Both parties must provide full and fair disclosure of their assets and liabilities, and the agreement must not be unconscionable or against public policy. The primary concern regarding the validity of such agreements pertains to fairness, with courts assessing whether the terms excessively favor one party over the other.
Legal Considerations
Laws:
- Title 30 – Marital and Domestic Relations
- Barnhill v. Barnhill, 386 So. 2d 749 (Ala. Civ. App. 1980) – Case
- Stadther v. Stadther (1988) – Consideration
Signing Requirements: This agreement is for both spouses exclusively. Although not mandatory, it is strongly advised to have it signed in the presence of a notary public (Barnhill v. Barnhill, 386 So. 2d 749 (Ala. Civ. App. 1980)).
Dividing Property: Equitable division (Ala.
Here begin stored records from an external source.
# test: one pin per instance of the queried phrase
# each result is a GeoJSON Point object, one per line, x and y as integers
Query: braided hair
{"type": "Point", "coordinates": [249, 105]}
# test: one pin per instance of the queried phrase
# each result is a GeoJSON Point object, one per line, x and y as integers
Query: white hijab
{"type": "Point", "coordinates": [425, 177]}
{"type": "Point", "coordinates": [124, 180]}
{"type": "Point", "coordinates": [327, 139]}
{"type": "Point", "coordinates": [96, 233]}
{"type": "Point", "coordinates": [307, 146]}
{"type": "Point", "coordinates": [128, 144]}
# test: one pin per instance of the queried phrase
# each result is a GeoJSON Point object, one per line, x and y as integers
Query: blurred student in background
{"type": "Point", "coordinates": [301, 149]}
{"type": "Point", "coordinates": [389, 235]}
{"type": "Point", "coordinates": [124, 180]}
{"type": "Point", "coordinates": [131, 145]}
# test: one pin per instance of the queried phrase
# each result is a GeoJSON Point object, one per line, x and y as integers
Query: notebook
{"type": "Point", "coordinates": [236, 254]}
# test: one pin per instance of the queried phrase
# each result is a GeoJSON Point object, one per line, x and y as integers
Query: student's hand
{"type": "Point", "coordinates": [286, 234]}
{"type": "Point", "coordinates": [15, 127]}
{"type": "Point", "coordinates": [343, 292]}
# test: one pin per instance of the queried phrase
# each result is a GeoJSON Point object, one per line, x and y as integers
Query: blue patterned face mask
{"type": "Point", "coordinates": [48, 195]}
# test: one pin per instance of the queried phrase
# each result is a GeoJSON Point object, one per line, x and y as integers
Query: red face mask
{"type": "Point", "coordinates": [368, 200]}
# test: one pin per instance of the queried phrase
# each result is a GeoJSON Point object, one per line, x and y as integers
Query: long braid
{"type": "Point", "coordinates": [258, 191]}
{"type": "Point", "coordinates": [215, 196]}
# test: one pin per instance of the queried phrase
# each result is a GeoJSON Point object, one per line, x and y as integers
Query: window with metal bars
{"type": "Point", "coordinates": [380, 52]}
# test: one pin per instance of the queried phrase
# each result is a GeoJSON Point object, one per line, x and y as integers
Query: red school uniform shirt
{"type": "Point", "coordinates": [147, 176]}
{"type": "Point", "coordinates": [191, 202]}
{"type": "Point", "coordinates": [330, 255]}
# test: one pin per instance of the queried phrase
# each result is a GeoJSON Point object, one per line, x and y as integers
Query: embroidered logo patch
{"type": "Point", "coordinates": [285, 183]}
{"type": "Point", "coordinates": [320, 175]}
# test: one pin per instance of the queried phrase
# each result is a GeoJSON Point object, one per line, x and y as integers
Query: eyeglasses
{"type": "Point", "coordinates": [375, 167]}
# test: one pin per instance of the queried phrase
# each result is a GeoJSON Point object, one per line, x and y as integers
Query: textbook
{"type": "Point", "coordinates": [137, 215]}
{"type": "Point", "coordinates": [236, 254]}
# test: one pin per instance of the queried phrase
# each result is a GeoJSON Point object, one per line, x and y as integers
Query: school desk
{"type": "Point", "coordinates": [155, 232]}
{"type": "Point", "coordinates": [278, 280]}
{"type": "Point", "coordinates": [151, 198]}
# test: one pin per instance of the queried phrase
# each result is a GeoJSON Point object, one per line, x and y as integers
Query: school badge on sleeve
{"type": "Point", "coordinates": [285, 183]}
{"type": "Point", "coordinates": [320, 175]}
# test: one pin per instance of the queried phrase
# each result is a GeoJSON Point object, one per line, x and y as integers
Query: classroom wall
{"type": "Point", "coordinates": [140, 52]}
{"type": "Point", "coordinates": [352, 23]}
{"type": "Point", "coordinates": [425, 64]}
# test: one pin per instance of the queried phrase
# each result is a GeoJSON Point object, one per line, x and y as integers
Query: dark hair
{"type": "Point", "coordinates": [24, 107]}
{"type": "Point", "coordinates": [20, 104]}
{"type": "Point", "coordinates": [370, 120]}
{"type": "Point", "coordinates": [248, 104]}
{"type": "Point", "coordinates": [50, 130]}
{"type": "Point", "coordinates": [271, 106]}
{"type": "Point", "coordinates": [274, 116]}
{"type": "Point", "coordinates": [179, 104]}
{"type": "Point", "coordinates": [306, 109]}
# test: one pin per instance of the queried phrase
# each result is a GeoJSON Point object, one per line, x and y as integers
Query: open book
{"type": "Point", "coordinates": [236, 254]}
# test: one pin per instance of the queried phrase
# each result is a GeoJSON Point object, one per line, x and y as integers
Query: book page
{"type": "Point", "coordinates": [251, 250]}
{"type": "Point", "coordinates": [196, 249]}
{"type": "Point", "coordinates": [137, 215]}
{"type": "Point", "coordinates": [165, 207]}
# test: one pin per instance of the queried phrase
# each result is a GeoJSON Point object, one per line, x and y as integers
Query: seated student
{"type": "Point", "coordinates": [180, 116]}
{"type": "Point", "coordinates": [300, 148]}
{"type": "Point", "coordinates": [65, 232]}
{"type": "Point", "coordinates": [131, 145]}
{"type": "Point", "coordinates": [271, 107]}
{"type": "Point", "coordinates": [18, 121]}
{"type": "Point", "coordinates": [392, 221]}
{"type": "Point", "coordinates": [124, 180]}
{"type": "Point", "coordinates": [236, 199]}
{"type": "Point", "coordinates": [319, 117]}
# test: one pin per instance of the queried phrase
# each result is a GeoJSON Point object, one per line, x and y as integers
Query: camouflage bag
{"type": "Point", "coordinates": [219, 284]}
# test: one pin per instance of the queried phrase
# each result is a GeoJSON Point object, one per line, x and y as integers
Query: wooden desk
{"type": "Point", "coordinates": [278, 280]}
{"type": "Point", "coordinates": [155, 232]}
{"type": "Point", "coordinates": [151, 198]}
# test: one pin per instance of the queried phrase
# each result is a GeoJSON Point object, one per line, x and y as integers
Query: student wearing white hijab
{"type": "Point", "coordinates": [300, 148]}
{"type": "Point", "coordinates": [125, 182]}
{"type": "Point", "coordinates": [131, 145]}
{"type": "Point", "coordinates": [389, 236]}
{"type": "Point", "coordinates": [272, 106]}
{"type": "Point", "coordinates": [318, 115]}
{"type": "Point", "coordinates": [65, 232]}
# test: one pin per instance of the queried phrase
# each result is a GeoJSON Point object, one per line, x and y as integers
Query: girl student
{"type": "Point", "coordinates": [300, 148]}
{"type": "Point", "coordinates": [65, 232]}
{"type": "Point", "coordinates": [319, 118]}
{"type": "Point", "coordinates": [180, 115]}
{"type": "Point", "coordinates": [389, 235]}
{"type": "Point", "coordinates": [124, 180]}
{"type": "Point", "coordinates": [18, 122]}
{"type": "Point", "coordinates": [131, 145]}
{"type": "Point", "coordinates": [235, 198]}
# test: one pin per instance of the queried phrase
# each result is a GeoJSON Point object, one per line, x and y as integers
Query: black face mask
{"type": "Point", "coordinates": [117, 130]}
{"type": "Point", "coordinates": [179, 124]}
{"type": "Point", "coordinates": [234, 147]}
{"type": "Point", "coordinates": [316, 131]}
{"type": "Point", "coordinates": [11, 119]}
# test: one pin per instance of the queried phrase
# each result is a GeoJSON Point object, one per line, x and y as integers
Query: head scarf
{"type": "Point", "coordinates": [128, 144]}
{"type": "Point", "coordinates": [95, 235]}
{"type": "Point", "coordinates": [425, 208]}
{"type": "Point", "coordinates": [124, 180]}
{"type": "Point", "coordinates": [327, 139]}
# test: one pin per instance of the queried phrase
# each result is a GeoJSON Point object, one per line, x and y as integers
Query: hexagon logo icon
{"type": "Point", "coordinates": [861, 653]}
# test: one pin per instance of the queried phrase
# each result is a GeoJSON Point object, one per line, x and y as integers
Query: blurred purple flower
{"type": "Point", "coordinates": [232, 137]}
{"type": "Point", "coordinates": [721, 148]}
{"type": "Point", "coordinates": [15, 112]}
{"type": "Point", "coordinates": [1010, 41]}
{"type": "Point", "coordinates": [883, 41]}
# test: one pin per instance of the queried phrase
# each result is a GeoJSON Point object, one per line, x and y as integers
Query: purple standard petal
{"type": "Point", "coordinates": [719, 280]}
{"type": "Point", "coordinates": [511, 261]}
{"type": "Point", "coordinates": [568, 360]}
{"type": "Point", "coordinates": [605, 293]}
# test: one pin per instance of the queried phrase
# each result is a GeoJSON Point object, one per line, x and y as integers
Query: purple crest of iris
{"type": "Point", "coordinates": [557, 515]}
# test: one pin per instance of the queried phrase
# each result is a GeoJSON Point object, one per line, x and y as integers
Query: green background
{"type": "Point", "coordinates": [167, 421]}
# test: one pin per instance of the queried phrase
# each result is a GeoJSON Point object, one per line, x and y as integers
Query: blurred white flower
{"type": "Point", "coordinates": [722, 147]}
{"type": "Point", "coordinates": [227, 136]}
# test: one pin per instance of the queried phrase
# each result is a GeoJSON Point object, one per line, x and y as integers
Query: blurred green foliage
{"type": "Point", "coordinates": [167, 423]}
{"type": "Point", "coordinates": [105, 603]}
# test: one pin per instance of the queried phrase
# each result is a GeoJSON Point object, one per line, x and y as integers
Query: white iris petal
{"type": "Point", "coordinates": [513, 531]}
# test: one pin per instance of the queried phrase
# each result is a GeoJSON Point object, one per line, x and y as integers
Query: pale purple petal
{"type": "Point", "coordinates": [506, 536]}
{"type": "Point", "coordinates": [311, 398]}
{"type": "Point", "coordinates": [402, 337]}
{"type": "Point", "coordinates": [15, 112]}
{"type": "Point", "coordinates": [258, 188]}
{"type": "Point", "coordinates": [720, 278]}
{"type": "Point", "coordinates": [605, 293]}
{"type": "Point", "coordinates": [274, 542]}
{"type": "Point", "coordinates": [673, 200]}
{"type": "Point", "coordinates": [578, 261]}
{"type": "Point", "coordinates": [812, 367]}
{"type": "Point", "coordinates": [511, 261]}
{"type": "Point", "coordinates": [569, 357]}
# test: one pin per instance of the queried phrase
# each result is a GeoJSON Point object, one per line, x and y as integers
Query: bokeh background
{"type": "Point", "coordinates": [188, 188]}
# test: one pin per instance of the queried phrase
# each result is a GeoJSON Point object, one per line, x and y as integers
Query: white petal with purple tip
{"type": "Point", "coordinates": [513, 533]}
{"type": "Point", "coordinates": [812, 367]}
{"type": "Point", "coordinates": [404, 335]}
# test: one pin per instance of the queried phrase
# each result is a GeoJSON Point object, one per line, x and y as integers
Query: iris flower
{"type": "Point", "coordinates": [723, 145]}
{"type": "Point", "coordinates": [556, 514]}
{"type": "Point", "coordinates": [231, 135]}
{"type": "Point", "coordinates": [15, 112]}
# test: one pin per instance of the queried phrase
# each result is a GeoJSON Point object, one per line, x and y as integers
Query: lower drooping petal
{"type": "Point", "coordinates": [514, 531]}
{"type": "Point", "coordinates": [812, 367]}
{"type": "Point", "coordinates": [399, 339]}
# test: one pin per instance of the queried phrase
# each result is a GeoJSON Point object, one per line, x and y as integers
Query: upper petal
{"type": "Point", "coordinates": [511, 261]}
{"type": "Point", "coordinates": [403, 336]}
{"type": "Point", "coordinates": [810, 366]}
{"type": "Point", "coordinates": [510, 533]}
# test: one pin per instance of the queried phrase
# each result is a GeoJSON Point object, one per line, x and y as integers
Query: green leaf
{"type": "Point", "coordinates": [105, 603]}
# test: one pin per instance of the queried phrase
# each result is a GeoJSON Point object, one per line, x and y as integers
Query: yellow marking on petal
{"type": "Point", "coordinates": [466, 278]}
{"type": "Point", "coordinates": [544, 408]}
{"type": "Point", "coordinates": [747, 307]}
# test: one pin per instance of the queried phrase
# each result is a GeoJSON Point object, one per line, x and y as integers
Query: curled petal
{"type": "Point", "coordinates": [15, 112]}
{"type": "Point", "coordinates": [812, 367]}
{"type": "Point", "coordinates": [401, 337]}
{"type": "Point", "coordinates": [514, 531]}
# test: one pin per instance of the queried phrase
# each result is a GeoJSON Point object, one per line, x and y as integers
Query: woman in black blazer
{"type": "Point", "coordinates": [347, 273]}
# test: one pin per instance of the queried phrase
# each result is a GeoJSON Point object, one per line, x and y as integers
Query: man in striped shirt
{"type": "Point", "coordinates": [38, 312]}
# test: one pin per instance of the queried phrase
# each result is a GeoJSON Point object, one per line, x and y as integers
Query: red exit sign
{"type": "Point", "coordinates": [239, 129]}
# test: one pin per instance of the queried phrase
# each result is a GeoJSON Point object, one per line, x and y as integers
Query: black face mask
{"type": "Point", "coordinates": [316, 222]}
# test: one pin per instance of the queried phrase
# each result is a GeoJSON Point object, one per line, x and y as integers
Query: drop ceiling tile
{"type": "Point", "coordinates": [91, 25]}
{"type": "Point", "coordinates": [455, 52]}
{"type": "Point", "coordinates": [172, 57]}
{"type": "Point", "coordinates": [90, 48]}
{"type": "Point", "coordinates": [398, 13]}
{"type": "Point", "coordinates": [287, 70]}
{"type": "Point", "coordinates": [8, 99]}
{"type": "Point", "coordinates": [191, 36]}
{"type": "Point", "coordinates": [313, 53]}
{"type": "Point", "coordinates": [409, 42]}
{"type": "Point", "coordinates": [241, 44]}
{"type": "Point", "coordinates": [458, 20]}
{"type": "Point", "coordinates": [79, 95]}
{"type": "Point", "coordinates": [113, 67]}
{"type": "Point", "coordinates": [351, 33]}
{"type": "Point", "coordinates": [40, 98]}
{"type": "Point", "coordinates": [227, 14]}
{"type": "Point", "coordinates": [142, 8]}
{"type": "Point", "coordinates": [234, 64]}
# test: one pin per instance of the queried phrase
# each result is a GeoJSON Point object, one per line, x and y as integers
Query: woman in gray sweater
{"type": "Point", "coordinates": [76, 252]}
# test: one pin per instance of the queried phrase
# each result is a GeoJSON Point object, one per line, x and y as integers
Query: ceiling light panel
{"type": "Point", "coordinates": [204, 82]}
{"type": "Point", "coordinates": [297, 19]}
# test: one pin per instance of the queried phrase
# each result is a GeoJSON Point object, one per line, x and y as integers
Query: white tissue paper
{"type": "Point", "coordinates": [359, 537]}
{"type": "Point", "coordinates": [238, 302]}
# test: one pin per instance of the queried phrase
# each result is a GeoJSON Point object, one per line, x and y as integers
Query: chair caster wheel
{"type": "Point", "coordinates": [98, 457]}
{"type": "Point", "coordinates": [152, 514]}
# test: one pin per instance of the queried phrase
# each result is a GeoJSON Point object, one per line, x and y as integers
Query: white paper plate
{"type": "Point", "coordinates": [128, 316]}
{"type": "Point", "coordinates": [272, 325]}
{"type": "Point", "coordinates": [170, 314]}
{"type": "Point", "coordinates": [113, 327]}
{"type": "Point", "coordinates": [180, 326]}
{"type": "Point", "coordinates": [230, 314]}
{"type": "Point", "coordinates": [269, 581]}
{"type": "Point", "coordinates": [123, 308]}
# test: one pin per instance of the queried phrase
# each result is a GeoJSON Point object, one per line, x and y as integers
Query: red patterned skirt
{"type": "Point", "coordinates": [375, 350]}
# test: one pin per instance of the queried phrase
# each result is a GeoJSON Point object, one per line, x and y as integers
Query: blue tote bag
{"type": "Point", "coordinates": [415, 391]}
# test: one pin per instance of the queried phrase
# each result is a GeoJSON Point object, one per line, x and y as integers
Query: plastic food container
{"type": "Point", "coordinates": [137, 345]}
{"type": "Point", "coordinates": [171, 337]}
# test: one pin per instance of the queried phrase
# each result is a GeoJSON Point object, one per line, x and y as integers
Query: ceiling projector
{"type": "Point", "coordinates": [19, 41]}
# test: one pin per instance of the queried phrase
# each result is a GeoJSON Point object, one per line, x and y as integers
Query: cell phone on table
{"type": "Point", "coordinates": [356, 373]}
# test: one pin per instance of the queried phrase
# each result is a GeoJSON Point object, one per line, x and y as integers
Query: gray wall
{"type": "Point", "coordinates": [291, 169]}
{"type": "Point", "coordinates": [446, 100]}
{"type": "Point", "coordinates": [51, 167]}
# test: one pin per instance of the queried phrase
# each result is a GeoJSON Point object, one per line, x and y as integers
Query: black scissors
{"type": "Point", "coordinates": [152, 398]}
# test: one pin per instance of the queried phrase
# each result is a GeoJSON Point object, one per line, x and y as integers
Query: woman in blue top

Code § 30-2-51).
Enforceability Requirements
Invalid Prenup Provisions
A prenup in Alabama may become invalid if:
- The consideration was inadequate and the transaction was deemed unfair or inequitable from the other party’s perspective.
- The agreement wasn’t entered into freely and voluntarily, lacking competent, independent advice.
- One party wasn’t fully aware of their interest in the estate and its approximate value at the time of signing.
In essence, the agreement’s validity hinges on the transaction’s fairness and the parties’ informed consent.